Baraboo plans to strengthen zoning code

August 3, 2018

Responding to a change in state law and a challenge from a local business, Baraboo is looking to revamp its zoning code by prohibiting unwanted activity along the riverfront and South Boulevard.

Last year the Legislature enacted limits on municipalities’ ability to restrict activity on private property. The change shifted the burden from permit applicants to municipalities.

It had a local impact last month when the Baraboo Common Council, on advice from the city attorney, reversed a ruling from its Plan Commission and granted Devine Custom Truck & Auto Repair a permit to sell used cars on South Boulevard.

Concerned about their weakened control, Baraboo leaders are discussing strategies for ensuring certain key districts – the riverfront and South Boulevard, a main entry point to the city – aren’t overrun with unwanted property uses.

“It certainly appears the Legislature has tied our hands to some degree,” City Engineer Tom Pinion told the Plan Commission on Tuesday.

One solution would be to restrict certain types of uses altogether, rather than allowing them by permit. State law now requires municipalities to provide “substantial evidence” when placing conditions on a proposed land use, but it doesn’t stop communities from barring specific unwanted activities entirely.

“That would be the fastest way to get it done,” said Commissioner Phil Wedekind.

Pinion provided the Plan Commission with a list of land uses that could be prohibited in the zoning code governing the riverfront and South Boulevard. It included blacksmith shops, photographic studios using chemicals and other operations that might create waste issues.

The commission, which handles zoning and conditional use permits for the city, agreed to review the list and take up the matter at its next meeting Aug. 21. “It does seem to me time is of the essence,” said Commissioner Patrick Liston. “We’ve got a meeting in three weeks. I’d like to take a look at this.”

The city previously had broad latitude in evaluating conditional use permit requests. But under current state law, any requirements or conditions imposed must “be related to the purpose of the ordinance and be based on substantial evidence,” where “substantial evidence” means “facts and information, other than merely personal preferences or speculation.” Requirements or conditions must be “reasonable and, to the extent practicable, measurable.”

Current city code doesn’t specify any requirements or conditions that must be met by an applicant seeking a permit. Given the change to state law, and the fact that Baraboo’s zoning code hasn’t undergone an overhaul in 12 years, city leaders plan to rewrite their rules. Any zoning change would get a public hearing and would require Common Council approval.

“It’s a dated zoning code,” Pinion said.

Daniel Olson addressed the issue in the League of Wisconsin Municipalities newsletter earlier this year, when he served as that organization’s assistant legal counsel. He recently was hired as Sauk County’s corporation counsel.
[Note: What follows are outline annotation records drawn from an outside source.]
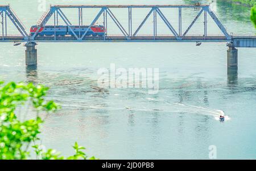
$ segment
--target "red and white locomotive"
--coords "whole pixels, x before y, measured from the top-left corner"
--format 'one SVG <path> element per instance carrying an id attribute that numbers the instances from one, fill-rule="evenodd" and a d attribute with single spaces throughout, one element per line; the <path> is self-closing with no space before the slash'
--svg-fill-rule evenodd
<path id="1" fill-rule="evenodd" d="M 71 27 L 77 35 L 79 35 L 79 25 L 72 25 Z M 88 25 L 80 26 L 80 31 L 81 35 L 82 35 L 85 32 L 88 27 Z M 35 34 L 37 29 L 38 26 L 32 26 L 30 28 L 31 35 Z M 102 36 L 105 33 L 105 31 L 106 29 L 102 25 L 93 25 L 89 28 L 85 36 Z M 54 25 L 46 25 L 40 28 L 37 35 L 39 36 L 54 36 L 55 33 L 56 36 L 74 36 L 71 29 L 67 25 L 56 25 L 55 27 Z"/>

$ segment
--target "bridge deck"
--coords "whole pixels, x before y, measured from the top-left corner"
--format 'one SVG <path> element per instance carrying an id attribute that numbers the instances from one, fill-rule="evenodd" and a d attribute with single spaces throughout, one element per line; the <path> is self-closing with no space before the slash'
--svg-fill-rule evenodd
<path id="1" fill-rule="evenodd" d="M 234 47 L 237 48 L 255 48 L 256 36 L 236 36 L 232 37 Z M 1 42 L 27 42 L 22 36 L 0 37 Z M 57 36 L 56 40 L 54 36 L 37 36 L 31 41 L 36 42 L 228 42 L 225 36 L 185 36 L 181 40 L 177 40 L 174 36 L 135 36 L 127 40 L 125 36 L 85 36 L 81 40 L 77 40 L 73 36 Z"/>
<path id="2" fill-rule="evenodd" d="M 1 39 L 2 38 L 2 39 Z M 26 42 L 22 36 L 0 37 L 0 42 Z M 35 42 L 226 42 L 225 36 L 186 36 L 182 40 L 176 40 L 174 36 L 135 36 L 127 40 L 125 36 L 85 36 L 81 40 L 77 40 L 73 36 L 37 36 Z"/>
<path id="3" fill-rule="evenodd" d="M 158 7 L 158 8 L 179 8 L 179 7 L 184 7 L 184 8 L 196 8 L 196 7 L 208 7 L 208 5 L 56 5 L 52 7 L 58 7 L 58 8 L 152 8 L 152 7 Z"/>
Olson wrote the change to state law was promoted by developers but labeled by supporters as a homeowner’s bill of rights. Because the impact of a proposed land use varies on its location, flexibility is paramount to communities in evaluating permit requests. The Legislature greatly restricted that flexibility last year.

“Drafting an ordinance with reasonable requirements to govern the likely as well as all possible contingencies relating to a conditional use will be a very difficult task,” Olson wrote.
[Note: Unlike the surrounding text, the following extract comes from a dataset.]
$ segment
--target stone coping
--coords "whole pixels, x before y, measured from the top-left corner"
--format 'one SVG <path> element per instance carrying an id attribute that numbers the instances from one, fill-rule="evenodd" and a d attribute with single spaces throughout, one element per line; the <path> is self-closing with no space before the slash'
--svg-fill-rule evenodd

One potential response, he said, is for municipalities to restrict unwanted uses across the board. Cities and villages aren’t required to allow conditional uses.

“With the new laws, the Legislature eliminated much of the prior legal authority cities and villages used to accommodate conditional uses while protecting property interests of adjoining landowners, the stability of neighborhoods, and the well-being of the whole community,” Olson wrote.